Bangladesh one of the worlds biggest grain importers iirc, you can understand why they wouldn’t want to annoy Putin.

And even if you didn’t linking Covid vaccines to UN votes is morally awful.
 
Fair points. Most people will be up in arms when they can't heat their homes because it costs too much. Strength of conviction can waver very easily.
If thats actually true, then imagine how fast the Russian people will be up in arms when its not just their heating costs that went up.
 
Pete all I would say there is that we (the western public) don’t know how trashed his military is getting, we don’t know Russia will eventually run out of money and we don’t know Putin will be at risk of a coup from this.

We do know that the longer this war goes on, the worse Ukraine will be and we also know that large numbers of people across the world are dependent on Ukrainian food supplies.

Putin could have raised this peace deal for all manner of reasons, many of which could be nefarious.
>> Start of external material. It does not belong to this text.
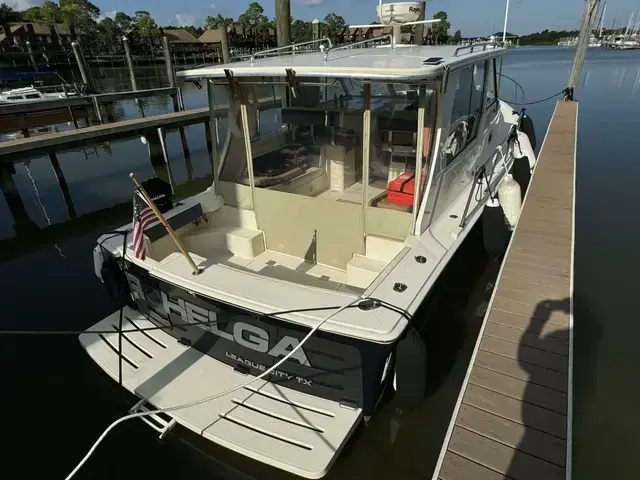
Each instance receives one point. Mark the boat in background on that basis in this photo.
(32, 94)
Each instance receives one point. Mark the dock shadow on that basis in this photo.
(543, 353)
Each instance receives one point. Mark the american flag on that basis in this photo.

If that is what they are, the world needs to see that they are because there is a very real prospect that they (Russia) could win here.

If the west stops buying his gas and oil, as seems imminently likely, he’s stuffed, well and truly. He won’t even have a way of selling the oil to China. We just need the political balls (are you listening Germany) And the nettle has to be grasped at some point anyway, or he will just try the same with his ‘nuclear’ threats on another country.….
 
Well, I'm bowing out of this particular debate, now, pal, because we're seeing the same things, but just interpreting them differently.
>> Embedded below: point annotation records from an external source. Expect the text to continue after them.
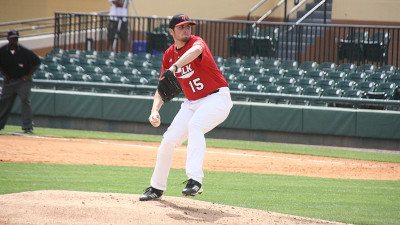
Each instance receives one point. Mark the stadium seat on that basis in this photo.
(244, 79)
(218, 60)
(292, 90)
(327, 66)
(316, 75)
(366, 86)
(295, 73)
(273, 72)
(367, 68)
(308, 66)
(388, 69)
(305, 82)
(325, 84)
(336, 76)
(289, 64)
(353, 94)
(265, 80)
(394, 78)
(346, 85)
(42, 75)
(251, 62)
(356, 76)
(286, 81)
(269, 63)
(153, 81)
(388, 88)
(347, 67)
(352, 47)
(332, 92)
(376, 49)
(312, 91)
(60, 75)
(275, 89)
(377, 78)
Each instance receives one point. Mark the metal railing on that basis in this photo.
(356, 44)
(32, 27)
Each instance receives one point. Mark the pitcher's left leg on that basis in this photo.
(213, 110)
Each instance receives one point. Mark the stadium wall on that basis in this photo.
(248, 121)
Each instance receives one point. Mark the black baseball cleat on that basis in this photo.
(28, 131)
(150, 194)
(192, 188)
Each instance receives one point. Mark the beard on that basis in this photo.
(185, 39)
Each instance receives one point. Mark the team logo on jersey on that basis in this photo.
(186, 71)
Either the 'kindling' that we allegedly provided sparked Putin to go over the edge, or it didn't. If it did, then the author is implicitly saying that the war could have been stopped without the kindling being in place. If it didn't, then I don't know why the condescending half-wit wrote the interminable thing in the first place.

The way the article is written, there's a very fine (if any) distinction between kindling, provocation, and cause/trigger for this war. I would contend that some of the alleged kindling has possibly had an exstinguishing, or fire retardant, effect. Weapons in Europe that can reach Russia might well have stopped Putin leaning on Western Europe with 'dire consequences if you don't do what I want' threats, while central European countries, now NATO members could by now have been given the full Ukraine treatment without that membership. The places rolled over and smashed so far are non-members, after all.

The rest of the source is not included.